Students fundraise for Leukemia and Lymphoma Society


JR Wait

One of last year’s fundraisers was a concert in the parking lot. Each Government class comes up with different fundraisers every year.

Lydia Priano

For the past 17 years, the high school has raised money for cancer patients through an organization called Pennies for Patients. This year, they are no longer fundraising for Pennies for Patients, but from January until the end of the school year, the government classes will be fundraising for the Leukemia and Lymphoma Society.

The classes will continue to refer to the event as Pennies for Patients, however, since that is name students are familiar with, Wait said.

All six government classes will each hold their own fundraising event to try to raise a lot of money. Each different class period will plan their own fundraiser. 

“My class is thinking of doing a student versus teacher volleyball game,” junior Ella Hoover said.

The different classes have to carefully pick a fundraiser that they think a lot of people will want to participate in, so that they can make the most amount of money possible.

“My class really wants to have a schoolwide powder puff game,” junior Carmen Wells said.

There are usually a couple of big fundraisers that make the most money, but No Math Day is usually the fundraiser that makes the most. No Math Day is a day when people can bring in change to their math class and then their math teacher will count it. If the teacher runs out of money to count, then the class has to do work, but if students bring in enough money that the teacher is counting it the entire period, then that class does not have math that day.

“I think that No Math Day will raise the most money this year because that is what raised the most money last year, and so many students participate in it,” Wells said.

Two classes were really set on making a school-wide powder puff game. They think that they will make a lot of money since it’s a fun game that a lot of students want to be a part of. Instead of including only a juniors versus seniors game, they are thinking about possibly adding a freshman versus sophomore game as well because it will help them make the most money that they can.

“I think Powderpuff will raise the most money because there will be a lot of people who will participate since it is such a fun game,” Hoover said.

Every year each class makes a list of different businesses that they would like to ask for donations from.

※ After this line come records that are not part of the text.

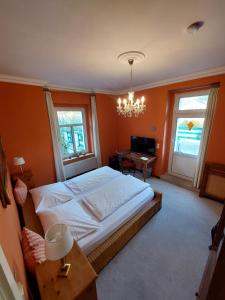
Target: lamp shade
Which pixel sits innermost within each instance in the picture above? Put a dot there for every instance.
(18, 161)
(58, 242)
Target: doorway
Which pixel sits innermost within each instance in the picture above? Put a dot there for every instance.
(187, 132)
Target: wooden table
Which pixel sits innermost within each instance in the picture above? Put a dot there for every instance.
(145, 160)
(79, 285)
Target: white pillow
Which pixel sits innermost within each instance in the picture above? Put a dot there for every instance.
(73, 215)
(50, 195)
(91, 180)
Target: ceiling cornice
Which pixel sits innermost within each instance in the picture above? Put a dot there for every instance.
(42, 83)
(211, 72)
(21, 80)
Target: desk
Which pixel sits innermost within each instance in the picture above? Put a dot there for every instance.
(143, 159)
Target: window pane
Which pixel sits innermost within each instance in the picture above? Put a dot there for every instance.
(66, 141)
(196, 102)
(79, 138)
(188, 135)
(69, 117)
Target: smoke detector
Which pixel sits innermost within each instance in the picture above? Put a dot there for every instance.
(194, 27)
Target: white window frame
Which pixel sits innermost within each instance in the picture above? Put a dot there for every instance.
(84, 124)
(177, 113)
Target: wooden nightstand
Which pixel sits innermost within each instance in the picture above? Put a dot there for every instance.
(79, 285)
(26, 177)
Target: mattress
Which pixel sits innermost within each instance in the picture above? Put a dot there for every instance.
(106, 227)
(116, 220)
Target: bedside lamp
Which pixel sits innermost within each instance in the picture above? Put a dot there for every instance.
(19, 161)
(58, 243)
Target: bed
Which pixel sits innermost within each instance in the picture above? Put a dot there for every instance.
(115, 225)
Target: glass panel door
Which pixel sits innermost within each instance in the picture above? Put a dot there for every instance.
(188, 135)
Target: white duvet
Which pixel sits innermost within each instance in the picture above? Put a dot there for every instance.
(89, 181)
(103, 201)
(73, 215)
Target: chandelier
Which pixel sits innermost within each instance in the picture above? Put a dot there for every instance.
(129, 107)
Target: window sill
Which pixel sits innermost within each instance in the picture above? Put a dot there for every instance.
(68, 161)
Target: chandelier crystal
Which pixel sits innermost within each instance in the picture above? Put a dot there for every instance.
(129, 107)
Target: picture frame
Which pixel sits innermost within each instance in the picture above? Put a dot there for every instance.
(9, 288)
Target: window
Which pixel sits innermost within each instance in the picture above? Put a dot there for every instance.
(73, 133)
(195, 102)
(188, 135)
(189, 121)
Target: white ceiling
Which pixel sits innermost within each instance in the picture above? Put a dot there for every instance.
(75, 43)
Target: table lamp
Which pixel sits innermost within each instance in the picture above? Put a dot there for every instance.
(58, 243)
(19, 161)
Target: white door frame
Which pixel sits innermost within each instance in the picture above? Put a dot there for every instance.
(198, 113)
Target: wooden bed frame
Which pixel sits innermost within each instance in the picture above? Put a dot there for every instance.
(101, 255)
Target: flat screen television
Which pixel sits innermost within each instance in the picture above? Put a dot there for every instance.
(143, 145)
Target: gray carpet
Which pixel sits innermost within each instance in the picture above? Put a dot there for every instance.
(165, 260)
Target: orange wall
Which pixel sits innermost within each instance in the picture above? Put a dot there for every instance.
(25, 131)
(159, 103)
(10, 240)
(107, 122)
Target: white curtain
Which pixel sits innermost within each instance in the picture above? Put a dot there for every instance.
(60, 174)
(207, 130)
(96, 142)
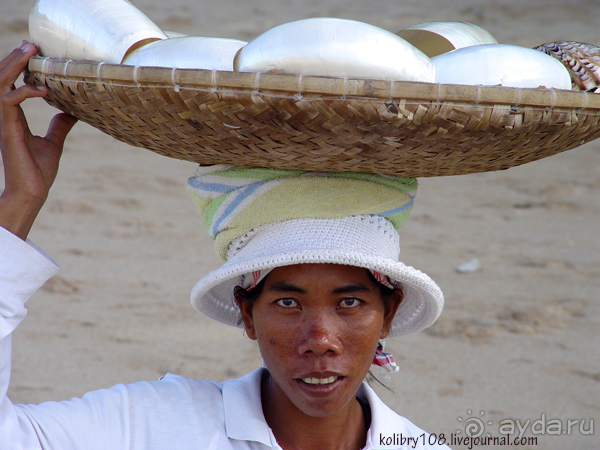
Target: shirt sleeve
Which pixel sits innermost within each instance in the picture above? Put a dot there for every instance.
(24, 268)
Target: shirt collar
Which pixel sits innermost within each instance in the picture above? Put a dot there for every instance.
(244, 417)
(245, 420)
(384, 421)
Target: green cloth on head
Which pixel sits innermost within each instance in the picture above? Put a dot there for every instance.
(234, 199)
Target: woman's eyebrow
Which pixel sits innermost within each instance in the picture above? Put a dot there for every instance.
(356, 287)
(282, 286)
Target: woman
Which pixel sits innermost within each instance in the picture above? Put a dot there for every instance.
(318, 288)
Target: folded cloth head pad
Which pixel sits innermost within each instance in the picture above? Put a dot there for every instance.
(266, 218)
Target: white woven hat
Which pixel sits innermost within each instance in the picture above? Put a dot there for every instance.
(367, 241)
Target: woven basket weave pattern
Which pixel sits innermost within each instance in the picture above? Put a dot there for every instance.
(323, 124)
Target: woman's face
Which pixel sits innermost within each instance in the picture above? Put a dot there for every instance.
(317, 327)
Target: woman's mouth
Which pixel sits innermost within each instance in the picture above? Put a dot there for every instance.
(320, 381)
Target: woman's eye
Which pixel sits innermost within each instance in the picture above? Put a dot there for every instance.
(287, 302)
(349, 303)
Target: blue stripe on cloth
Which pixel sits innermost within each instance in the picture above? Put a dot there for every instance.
(399, 209)
(236, 201)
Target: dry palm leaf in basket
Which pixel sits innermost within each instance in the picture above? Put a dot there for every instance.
(320, 123)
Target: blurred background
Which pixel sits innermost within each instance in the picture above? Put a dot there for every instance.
(518, 338)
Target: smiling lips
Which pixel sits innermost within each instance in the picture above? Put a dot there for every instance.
(320, 380)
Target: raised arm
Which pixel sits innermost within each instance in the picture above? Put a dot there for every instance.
(30, 162)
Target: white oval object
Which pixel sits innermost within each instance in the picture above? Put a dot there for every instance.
(98, 30)
(174, 34)
(499, 64)
(435, 38)
(190, 52)
(335, 47)
(581, 60)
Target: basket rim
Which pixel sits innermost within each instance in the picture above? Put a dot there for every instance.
(307, 87)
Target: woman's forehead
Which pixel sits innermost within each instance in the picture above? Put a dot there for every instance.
(319, 272)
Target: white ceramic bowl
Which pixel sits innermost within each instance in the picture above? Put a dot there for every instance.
(499, 64)
(335, 47)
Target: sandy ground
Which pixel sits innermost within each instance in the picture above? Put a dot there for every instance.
(517, 340)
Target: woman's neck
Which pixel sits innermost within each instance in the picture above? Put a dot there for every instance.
(295, 430)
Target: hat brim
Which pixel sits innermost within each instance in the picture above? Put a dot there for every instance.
(422, 303)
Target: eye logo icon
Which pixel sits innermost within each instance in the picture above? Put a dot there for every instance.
(474, 426)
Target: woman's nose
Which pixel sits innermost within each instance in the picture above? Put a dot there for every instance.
(319, 336)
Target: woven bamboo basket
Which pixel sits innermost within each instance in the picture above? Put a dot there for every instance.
(320, 123)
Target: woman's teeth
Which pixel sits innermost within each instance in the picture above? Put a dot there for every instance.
(319, 380)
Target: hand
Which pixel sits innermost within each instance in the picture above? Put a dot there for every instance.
(30, 162)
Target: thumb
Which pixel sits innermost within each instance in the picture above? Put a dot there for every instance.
(59, 127)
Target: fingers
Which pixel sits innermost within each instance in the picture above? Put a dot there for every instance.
(11, 112)
(15, 63)
(59, 128)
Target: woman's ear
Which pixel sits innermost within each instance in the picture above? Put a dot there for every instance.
(391, 305)
(245, 308)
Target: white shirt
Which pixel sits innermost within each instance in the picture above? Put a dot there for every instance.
(174, 413)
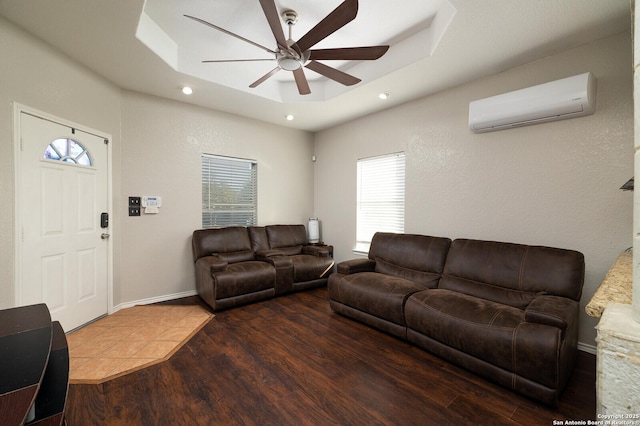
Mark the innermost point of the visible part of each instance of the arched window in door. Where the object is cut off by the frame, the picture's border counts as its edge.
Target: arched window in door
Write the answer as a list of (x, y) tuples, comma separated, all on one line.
[(69, 151)]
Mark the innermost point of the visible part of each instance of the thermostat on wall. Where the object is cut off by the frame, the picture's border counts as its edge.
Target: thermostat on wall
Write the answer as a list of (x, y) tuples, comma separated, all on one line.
[(151, 203)]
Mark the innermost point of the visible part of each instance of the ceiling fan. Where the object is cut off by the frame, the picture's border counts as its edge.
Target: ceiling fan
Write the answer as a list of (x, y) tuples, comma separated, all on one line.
[(294, 55)]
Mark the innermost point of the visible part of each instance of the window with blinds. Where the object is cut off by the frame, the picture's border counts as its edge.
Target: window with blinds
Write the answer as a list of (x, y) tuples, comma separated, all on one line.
[(380, 197), (229, 192)]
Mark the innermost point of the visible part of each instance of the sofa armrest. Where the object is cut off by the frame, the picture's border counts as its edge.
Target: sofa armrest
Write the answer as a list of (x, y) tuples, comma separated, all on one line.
[(555, 311), (321, 251), (212, 264), (354, 266)]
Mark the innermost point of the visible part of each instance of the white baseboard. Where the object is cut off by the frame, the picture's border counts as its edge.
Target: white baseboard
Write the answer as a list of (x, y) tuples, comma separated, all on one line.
[(163, 298), (587, 348)]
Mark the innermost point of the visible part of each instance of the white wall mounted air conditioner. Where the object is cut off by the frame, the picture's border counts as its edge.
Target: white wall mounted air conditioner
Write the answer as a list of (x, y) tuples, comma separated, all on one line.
[(566, 98)]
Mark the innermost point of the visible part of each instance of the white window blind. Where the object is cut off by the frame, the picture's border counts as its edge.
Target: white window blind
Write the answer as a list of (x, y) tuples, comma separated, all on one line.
[(380, 197), (229, 191)]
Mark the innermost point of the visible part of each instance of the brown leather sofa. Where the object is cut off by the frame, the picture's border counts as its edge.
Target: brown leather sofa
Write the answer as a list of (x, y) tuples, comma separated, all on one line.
[(240, 265), (508, 312)]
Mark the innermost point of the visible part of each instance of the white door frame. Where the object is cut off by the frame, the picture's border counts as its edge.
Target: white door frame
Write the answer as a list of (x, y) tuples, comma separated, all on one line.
[(18, 109)]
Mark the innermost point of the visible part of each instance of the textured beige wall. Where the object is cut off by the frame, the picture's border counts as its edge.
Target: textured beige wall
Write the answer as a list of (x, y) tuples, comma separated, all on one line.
[(163, 143), (156, 151), (553, 184), (34, 75)]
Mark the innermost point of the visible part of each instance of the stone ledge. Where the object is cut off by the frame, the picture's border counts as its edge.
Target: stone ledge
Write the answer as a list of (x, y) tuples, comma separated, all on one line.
[(616, 286)]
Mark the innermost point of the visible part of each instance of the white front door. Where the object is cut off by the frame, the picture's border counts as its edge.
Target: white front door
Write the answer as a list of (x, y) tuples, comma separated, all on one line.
[(63, 242)]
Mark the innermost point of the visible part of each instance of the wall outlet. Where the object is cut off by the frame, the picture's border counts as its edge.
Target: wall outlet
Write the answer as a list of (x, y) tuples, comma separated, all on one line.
[(134, 206)]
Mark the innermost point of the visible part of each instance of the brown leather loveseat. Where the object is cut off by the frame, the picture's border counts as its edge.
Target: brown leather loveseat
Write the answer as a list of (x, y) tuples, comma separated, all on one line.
[(508, 312), (239, 265)]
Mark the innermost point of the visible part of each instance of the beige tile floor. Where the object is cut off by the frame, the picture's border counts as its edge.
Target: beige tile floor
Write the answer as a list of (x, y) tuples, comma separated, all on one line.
[(131, 339)]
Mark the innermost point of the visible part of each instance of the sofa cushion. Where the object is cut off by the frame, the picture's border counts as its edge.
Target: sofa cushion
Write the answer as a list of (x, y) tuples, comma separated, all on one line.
[(258, 237), (243, 278), (417, 258), (206, 242), (380, 295), (490, 331), (512, 274)]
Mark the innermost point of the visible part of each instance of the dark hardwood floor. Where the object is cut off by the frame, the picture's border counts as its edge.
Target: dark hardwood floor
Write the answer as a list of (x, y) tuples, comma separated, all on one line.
[(292, 361)]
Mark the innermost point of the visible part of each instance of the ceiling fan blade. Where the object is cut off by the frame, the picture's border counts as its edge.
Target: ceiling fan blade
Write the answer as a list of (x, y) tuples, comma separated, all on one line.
[(333, 74), (340, 16), (264, 78), (271, 12), (349, 53), (301, 82), (209, 24), (234, 60)]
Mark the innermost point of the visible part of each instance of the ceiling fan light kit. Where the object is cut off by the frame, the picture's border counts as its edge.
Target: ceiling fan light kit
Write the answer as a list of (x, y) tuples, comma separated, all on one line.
[(295, 56)]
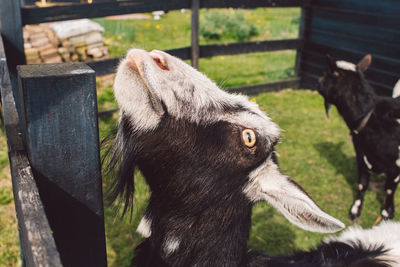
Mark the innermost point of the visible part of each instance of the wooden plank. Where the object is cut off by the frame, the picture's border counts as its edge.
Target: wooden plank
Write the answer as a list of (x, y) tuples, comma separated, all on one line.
[(368, 32), (356, 17), (108, 66), (305, 14), (249, 3), (195, 50), (36, 240), (387, 7), (255, 89), (342, 41), (61, 136), (248, 47), (34, 15), (11, 31), (37, 243)]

They usually pick the businesses that students have connections with so that they can get money from them. After they pick the businesses, they write letters to all of them to see if they will donate money.

“Last year, No Math Day made the most money, but writing letters to companies to ask for money donations is the number one way to get money,” said government teacher Mr. Wait. “About half of the money made last year was from letter writing. Last year, overall, they raised $21,103, and since 2004 they have raised over $100,000. Last year’s group was 10th in the country and number 1 in Ohio.”

A lot of different schools around the country do a Pennies for Patients fundraiser.

“I have been doing this fundraiser with my classes for four years, however, the school as a whole has been doing it since 2004,” Wait said.

Since the official Pennies for Patients was discontinued this summer, students needed to pick a new organization this year.

“This year, students sat through a zoom call where three different organizations gave a presentation to try to get the students to pick their organization,” said government teacher Mr. Wait. “After all three presentations, students were most impressed by the Leukemia and Lymphoma society.”

Being able to help people is such a great feeling and the students love being able to get involved with such a big problem that affects a lot of different people.

“I think that the best part of fundraising is getting to help cancer patients in a way that is fun for the students and it brings a lot of different people together,” said junior Carmen Wells.